“The Next Step…”

Early in the morning I awoke,

And snuck into the bedroom to watch him sleep.

He stirred in his sleep,

Opening his eyes,

And smiled sleepily whilst beckoning me over for a cuddle.

I snuggled up close,

As he wrapped his little arms around me,

And rested his head in the nook of my neck.

We laid there breathing in unity together,

As I stroked his head gently.

In what seemed like no time at all,

The day arrived,

And he skipped merrily on ahead,

To the next stage of his life.

The one where I would no longer be the centre of his universe.

The one where his ears and eyes would be opened wider by the world around him.

The one where I cannot protect him in an instant as I am not by his side.

This is the world where he has to stand on his own two feet.

This is the world where he grows in knowledge.

This is the world that I have been slowly preparing him for over the last few years,

And now it is time to let him take that next step in his life,

For this is what parenting is about,

Giving our children wings to fly.

“Friday Group”

For a number of years I have been involved in a group that meet regularly on a Friday morning.

The group was set up by a friend who felt prompted by God to set up a little group to meet at her house on a regular basis to enable support and to develop friendship between those with young babies in our church.

The original group consisted of six mums and their babies. Over the years the group has grown, members have moved on and new ones joined. We’ve watched bumps grow into babies turn into toddlers and observe them develop as children. The group opened up beyond Mums to include Dads and Grandparents.

Various people have taken on the role of opening up their homes and hosting over the years to enable our group to maintain that homely feel.

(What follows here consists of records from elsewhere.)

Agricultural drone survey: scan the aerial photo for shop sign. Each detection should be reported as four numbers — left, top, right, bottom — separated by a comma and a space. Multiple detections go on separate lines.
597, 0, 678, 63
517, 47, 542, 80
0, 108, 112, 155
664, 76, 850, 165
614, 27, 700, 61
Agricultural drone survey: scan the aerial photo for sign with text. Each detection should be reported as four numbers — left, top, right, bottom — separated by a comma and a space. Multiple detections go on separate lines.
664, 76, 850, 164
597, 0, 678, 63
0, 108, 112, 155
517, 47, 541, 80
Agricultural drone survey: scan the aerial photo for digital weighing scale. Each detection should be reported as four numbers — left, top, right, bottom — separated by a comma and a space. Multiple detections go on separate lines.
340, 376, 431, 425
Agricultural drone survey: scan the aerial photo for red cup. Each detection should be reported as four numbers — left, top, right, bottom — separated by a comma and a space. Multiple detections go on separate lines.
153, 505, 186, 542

When I was invited to join the original group, none of us had any idea that it would flourish all these years or the impact it would have on us individually. For me personally the group enabled me to have social interaction at a time when I struggled to be in bigger and noisier environments due to my rapidly declining hearing. For a another friend it enabled her to just come and be a Mum and not as an organiser running the group.

Within the group there is no pressure to attend regularly, and all are supportive of one another that extends outside of the times that we meet.

It is a group where we can come, just sit and have a brew with a slice of cake with no expectations upon us to talk if we just want to sit. Equally there is no judgement if we need to offload or seek advice. There is recognition that caring for a baby or child can be exhausting and challenging especially when surviving on little sleep. Quite often you will find a small baby being passed around being given attention by others to enable an exhausted mother to have a hot drink and the chance to relax.

I recall on one occasion when an exhausted mother came with her newborn whereby the baby had a major poop explosion. The group sprung into action to help the mother clean herself and her baby up, providing wipes, nappy and change of clothing as the mother in her exhausted state had forgotten to bring a bag with all the essentials. No judgement was made, as we’ve all been there at some point.

It’s not just the adults that have benefited from this group. Our children have too. It has enabled them to develop their social skills and build up relationships with others outside of their immediate family.

In today’s society it is easy to feel isolated as a parent particularly as very few have a network of family close by to offer advice and support. This group has enabled so many to find a support network and to build long lasting friendships. We definitely need more “Friday Groups” in today’s society as it would make such a difference to many people.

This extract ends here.